Researchers have been investigating the possibility that very rapid treatment initiation following birth might be able to cure HIV in some children.


Publishing their findings in E-Clinical Medicine, researchers at the Columbia Mailman School of Public Health and the Columbia University Irving Medical Center and their colleagues conducted a study of 73 infants born with HIV at a hospital in Johannesburg, South Africa.


Born between March 2015 and September 2017, the children were all put on ARVs within 14 days of birth.


Overall, about 75% of the surviving infants achieved a fully suppressed viral load at any point during the study’s follow-up period. However, only 52% of them both attained and sustained an undetectable viral load. The rate of sustained viral suppression was similar regardless of the timing of treatment initiation: 51% of the 46 infants who were put on ARVs within 48 hours of their birth and 53% of the 27 infants started on treatment between two and 14 days of birth sustained a fully suppressed viral load.


The study authors speculated that the lower-than-expected sustained viral suppression rates were likely driven by the myriad challenges mothers face when giving their infants their daily ARVs. They looked forward to a future when long-acting injectable HIV treatments could possibly provide a solution to such adherence problems among caretakers of babies and children living with the virus.

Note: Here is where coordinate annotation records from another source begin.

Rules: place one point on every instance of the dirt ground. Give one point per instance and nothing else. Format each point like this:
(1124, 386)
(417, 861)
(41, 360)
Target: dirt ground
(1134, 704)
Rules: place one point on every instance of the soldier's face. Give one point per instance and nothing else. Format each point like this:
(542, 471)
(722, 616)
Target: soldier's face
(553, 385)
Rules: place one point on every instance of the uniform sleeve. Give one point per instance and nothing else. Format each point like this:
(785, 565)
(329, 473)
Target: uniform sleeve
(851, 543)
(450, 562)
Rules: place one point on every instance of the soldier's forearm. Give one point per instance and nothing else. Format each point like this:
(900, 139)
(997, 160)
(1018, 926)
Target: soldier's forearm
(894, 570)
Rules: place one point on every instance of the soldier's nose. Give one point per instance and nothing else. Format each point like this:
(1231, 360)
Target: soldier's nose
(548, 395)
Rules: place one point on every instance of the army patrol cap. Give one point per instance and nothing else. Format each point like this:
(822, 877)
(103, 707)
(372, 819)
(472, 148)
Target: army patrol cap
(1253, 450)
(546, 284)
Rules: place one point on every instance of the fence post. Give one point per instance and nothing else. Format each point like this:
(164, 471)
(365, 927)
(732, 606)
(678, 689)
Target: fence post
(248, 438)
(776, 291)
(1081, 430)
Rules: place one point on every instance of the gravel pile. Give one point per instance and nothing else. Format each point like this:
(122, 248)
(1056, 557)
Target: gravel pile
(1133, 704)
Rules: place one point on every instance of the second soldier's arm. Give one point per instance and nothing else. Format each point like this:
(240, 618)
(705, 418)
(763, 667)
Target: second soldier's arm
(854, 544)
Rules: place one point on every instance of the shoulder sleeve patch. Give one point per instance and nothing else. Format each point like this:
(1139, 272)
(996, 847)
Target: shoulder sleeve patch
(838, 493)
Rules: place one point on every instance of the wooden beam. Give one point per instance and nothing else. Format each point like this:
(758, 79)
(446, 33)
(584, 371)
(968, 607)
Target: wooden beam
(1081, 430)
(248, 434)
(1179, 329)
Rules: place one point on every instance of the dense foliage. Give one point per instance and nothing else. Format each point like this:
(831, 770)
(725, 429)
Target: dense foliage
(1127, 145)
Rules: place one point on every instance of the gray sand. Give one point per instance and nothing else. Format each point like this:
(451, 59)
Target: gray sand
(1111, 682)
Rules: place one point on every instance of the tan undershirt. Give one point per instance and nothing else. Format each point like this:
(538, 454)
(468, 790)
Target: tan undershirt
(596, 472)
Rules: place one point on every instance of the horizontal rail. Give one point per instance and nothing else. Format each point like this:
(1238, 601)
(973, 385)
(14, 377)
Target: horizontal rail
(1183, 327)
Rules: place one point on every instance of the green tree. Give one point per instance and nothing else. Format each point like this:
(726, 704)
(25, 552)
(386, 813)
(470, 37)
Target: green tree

“The results of our trial suggest that very early treatment in newborns may not have to mean within hours of birth,” said Louise Kuhn, PhD, a Columbia Mailman School professor of epidemiology. “We learned that we must be more attuned to basing decisions about how quickly to start ART [ARV treatment] on optimizing maternal adherence with treatment rather than with just focusing on speed. While we certainly do not want to introduce undue delay, starting ART within the first two weeks of life led to similar outcomes to starting within the first two days of life.”